Lardschneider: Wie wird sich das Thema Cyberrisiken in den nächsten Jahren entwickeln? 

Seitner: Militärische Konflikte werden sich immer mehr in den Cyberspace ausweiten, das müssen wir sehr genau beobachten. Auch die Unternehmen und Behörden müssen sich besser aufstellen und eine starke, breite Allianz des Vertrauens schaffen. Nur so lassen sich elektronische Angriffe schneller erkennen und abwehren.

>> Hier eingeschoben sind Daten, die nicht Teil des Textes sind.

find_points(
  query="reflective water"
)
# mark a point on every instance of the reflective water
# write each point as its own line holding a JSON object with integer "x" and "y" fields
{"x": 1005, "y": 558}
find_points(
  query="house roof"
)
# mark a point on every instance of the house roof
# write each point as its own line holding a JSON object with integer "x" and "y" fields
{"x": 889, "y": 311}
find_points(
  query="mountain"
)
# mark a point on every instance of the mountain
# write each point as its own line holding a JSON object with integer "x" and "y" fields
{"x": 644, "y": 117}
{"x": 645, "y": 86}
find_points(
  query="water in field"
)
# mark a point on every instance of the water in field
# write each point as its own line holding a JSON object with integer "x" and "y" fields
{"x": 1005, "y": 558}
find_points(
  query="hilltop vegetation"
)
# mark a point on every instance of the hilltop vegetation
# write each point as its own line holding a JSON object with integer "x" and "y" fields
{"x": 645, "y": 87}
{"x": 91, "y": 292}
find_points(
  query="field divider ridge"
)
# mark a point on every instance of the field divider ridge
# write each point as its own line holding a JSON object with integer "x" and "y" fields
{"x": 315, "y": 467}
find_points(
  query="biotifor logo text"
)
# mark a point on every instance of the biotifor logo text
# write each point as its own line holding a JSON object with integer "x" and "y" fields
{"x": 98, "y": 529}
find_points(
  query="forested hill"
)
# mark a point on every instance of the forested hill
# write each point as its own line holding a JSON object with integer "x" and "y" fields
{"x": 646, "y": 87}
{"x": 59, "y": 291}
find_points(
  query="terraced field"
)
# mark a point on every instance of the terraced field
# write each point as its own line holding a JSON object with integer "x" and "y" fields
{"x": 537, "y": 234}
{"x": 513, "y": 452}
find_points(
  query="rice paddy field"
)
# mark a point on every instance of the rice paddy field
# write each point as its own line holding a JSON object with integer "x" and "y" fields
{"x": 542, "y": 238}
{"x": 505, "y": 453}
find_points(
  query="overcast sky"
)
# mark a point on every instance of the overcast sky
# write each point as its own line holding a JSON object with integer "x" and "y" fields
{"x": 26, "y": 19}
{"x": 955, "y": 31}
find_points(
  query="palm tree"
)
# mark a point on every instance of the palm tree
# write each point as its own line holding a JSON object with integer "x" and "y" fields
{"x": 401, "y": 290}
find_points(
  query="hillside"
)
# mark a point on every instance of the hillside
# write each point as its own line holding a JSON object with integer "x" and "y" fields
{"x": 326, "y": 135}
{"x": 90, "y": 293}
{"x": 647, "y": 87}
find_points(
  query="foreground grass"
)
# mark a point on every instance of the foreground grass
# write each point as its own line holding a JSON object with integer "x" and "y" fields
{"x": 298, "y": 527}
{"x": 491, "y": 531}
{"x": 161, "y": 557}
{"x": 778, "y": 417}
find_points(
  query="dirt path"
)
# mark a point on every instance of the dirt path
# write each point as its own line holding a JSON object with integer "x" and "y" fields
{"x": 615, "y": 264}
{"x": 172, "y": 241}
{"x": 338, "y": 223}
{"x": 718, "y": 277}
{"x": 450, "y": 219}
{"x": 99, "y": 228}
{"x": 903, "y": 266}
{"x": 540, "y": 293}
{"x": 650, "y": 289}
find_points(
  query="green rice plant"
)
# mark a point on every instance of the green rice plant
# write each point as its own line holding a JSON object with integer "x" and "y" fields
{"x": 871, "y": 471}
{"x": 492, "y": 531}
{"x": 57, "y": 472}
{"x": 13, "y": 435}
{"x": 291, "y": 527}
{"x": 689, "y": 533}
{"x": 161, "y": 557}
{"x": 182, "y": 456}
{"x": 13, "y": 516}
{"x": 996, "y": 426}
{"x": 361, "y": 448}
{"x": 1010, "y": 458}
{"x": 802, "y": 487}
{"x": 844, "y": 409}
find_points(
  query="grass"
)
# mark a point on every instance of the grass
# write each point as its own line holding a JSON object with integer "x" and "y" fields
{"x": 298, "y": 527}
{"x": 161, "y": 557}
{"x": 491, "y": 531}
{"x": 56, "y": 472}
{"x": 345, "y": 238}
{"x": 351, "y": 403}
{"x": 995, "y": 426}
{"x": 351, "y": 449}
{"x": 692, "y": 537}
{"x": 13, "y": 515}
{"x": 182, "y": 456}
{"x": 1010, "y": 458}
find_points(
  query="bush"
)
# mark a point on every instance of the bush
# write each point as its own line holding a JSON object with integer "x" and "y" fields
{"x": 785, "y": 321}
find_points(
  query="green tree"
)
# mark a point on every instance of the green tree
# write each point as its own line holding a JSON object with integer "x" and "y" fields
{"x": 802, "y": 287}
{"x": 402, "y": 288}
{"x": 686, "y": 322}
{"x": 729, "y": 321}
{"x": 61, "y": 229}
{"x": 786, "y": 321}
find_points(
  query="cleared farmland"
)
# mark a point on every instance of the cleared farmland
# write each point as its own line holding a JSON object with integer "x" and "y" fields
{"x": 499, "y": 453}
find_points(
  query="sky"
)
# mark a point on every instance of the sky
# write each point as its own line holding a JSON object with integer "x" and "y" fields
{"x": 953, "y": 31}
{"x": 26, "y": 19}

Hochenrieder: Unternehmen müssen flexibel mit der neuen Situation umgehen. Man kann sich nach wie vor schützen, aber dazu wird eine neue Denkweise benötigt. Bisher haben wir immer versucht, hohe Mauern zu bauen. Da wir wissen, dass das heute nicht mehr ausreicht, ist unsere neue Strategie ein Schutzmodell nach dem Zwiebelschalen-­Prinzip. Eine Sensibilisierung der Mitarbeiter und Administratoren für Informationssicherheit und Cyberrisiken sowie die Implementierung von Frühwarnsystemen lassen sich recht schnell umsetzen. Maßnahmen wie eine am Schutzbedarf orientierte Segmentierung der Netze, die Verbesserung des Schutzes privilegierter Kennungen sowie die Identifizierung, Klassifizierung und Ergreifung besonderer Schutzmaßnahmen für die Kronjuwelen benötigen Zeit, zum Teil mehrere Jahre. Gerade deshalb sollten Unternehmen heute damit anfangen und gleichzeitig in entsprechende Cyber-Deckungen investieren, um sich zukunftssicher aufzustellen.